こうした運動の中で最大のものはボヘミア州都プラハでのものだろう。ハンガリー同様に独自の歴史を持ち、長年不当にドイツ人の支配下にあったという意識が強かったボヘミア王国のチェック人は、フランクフルト国民議会に代表される帝国のドイツ国民国家化に対抗し、この際オーストリア帝国を全ての民族に平等な連邦国家に変えてしまおうと考えた。注意すべきなのは、彼らは後のハンガリー人のように帝国からの独立を成し遂げようとは考えていない点である。彼らチェック人はその当時現実的な判断から未だハプスブルク帝国はドイツ人やロシア帝国と言った民族国家の帝国に対抗するために必要であると考えていたのである。こうした動きは6月、帝国内のスラヴ系諸民族を結集させてスラヴ民族会議を起こし、自らの独自性を訴える行動となって現れるが、こうした動きはドイツ人の反発を受け、同月ヴィンディシュ=グレーツ将軍によるプラハ包囲によって結末を迎えることとなる。
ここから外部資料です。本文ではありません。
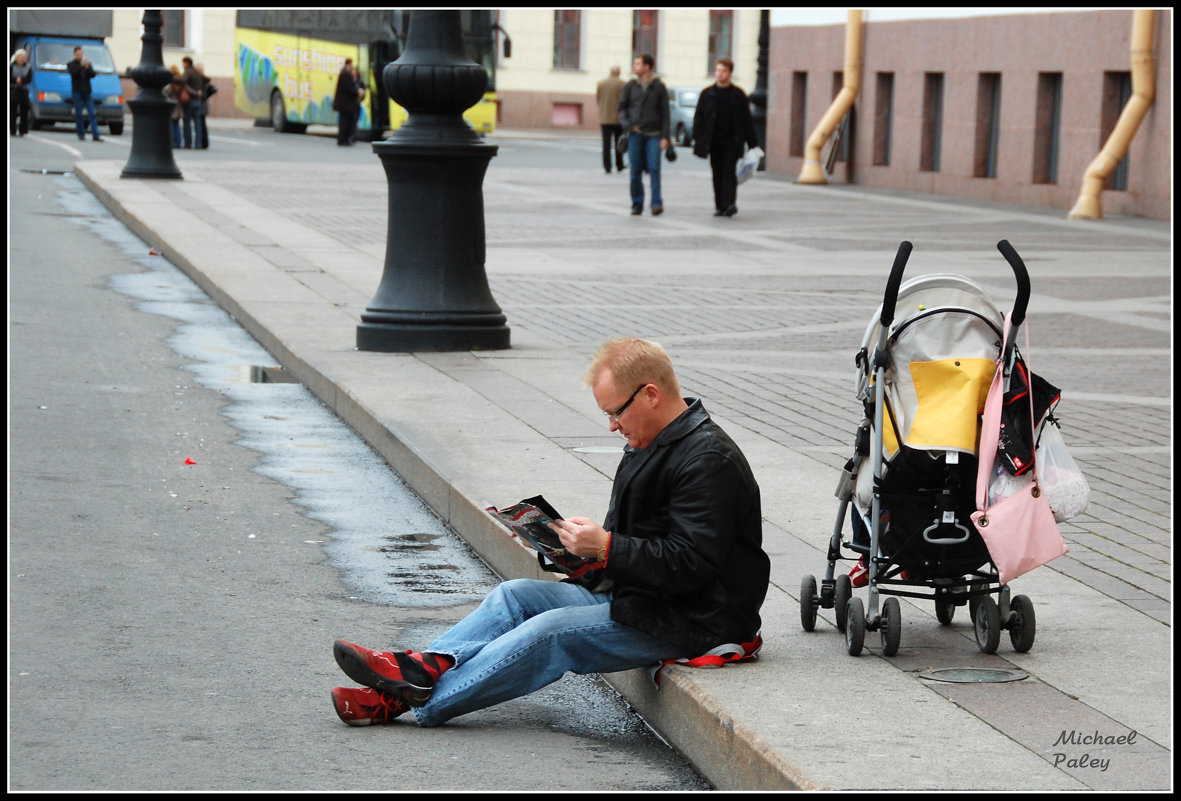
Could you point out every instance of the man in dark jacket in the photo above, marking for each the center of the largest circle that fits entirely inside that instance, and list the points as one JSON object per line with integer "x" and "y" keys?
{"x": 644, "y": 116}
{"x": 80, "y": 72}
{"x": 682, "y": 568}
{"x": 722, "y": 125}
{"x": 347, "y": 103}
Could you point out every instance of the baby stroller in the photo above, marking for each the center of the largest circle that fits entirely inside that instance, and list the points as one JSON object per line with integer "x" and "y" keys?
{"x": 909, "y": 488}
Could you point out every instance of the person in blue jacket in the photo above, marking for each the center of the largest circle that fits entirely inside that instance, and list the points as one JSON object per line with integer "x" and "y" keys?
{"x": 80, "y": 73}
{"x": 722, "y": 125}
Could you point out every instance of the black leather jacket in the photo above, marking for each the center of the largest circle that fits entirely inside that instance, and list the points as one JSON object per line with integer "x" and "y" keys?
{"x": 705, "y": 118}
{"x": 646, "y": 108}
{"x": 686, "y": 559}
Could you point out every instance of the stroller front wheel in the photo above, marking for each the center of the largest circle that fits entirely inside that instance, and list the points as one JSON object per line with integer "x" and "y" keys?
{"x": 809, "y": 603}
{"x": 855, "y": 626}
{"x": 987, "y": 625}
{"x": 1022, "y": 626}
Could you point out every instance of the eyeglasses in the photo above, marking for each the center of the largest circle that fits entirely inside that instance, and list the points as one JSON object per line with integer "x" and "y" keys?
{"x": 614, "y": 415}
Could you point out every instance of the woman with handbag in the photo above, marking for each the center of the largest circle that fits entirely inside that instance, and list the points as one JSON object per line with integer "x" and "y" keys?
{"x": 191, "y": 86}
{"x": 173, "y": 92}
{"x": 722, "y": 125}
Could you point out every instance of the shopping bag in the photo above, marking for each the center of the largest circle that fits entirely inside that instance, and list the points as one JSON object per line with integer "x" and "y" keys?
{"x": 1019, "y": 531}
{"x": 1058, "y": 475}
{"x": 748, "y": 164}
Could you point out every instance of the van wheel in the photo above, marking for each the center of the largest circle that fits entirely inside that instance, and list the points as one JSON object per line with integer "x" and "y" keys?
{"x": 279, "y": 114}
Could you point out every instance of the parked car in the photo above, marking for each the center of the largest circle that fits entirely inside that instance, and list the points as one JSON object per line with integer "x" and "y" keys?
{"x": 682, "y": 106}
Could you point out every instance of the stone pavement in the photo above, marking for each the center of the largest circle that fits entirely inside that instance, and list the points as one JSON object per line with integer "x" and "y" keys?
{"x": 762, "y": 314}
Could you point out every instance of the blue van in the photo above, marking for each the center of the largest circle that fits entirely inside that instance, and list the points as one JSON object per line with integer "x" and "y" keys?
{"x": 50, "y": 93}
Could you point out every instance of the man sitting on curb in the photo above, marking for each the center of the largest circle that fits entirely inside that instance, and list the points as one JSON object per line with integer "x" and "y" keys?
{"x": 684, "y": 568}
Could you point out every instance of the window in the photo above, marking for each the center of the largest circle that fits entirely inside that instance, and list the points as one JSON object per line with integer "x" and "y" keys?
{"x": 174, "y": 27}
{"x": 932, "y": 122}
{"x": 1046, "y": 128}
{"x": 1116, "y": 93}
{"x": 722, "y": 25}
{"x": 567, "y": 36}
{"x": 645, "y": 30}
{"x": 987, "y": 124}
{"x": 798, "y": 112}
{"x": 883, "y": 118}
さて、ウィーンの革命は初期の段階では非常に緩いものであった。ウィーン市民にも宮廷にも危機感は薄く、流血もたいしたことがなかった。市民たちは寧ろ労働者たちを警戒しており、郊外に退去した衛戍軍に代わって市内の治安維持を担当した市民軍は、皇帝に銃を向けるなど思いもよらず、代わりに工場を焼き払った労働者達を追及した。宮廷は革命の行く末を楽観視し、先に憲法制定議会の開催を約束したにも関わらず、4月25日、ベルギーの憲法を手本とする4月憲法を発布してしまう。

ところが温情を示し、上から憲法を下せば涙を流して感激すると思われた民衆は、あろうことか憲法を不服として暴動を起こした。彼らにとって4月憲法は、『宮廷のクーデター』に等しかったのである。5月に起こった暴動は3月のそれとは規模を全く異にし、宮廷にまで押し寄せて憲法の改正を叫ぶ民衆に皇帝一家は身の危険を感じ、ティロルのインスブルックに逃げ出す。混乱のウィーンはその首都機能を事実上喪失した。

こうした中、イタリアの状況は悪化の一途をたどる。イタリア諸邦の要請を受けたカルロ・アルベルトは早くも3月23日にはオーストリアに宣戦を布告しており、ロンバルディアの割譲を申し出るウィーン政府の申し出を一蹴、北イタリア問題の全面的解決を図ろうとする。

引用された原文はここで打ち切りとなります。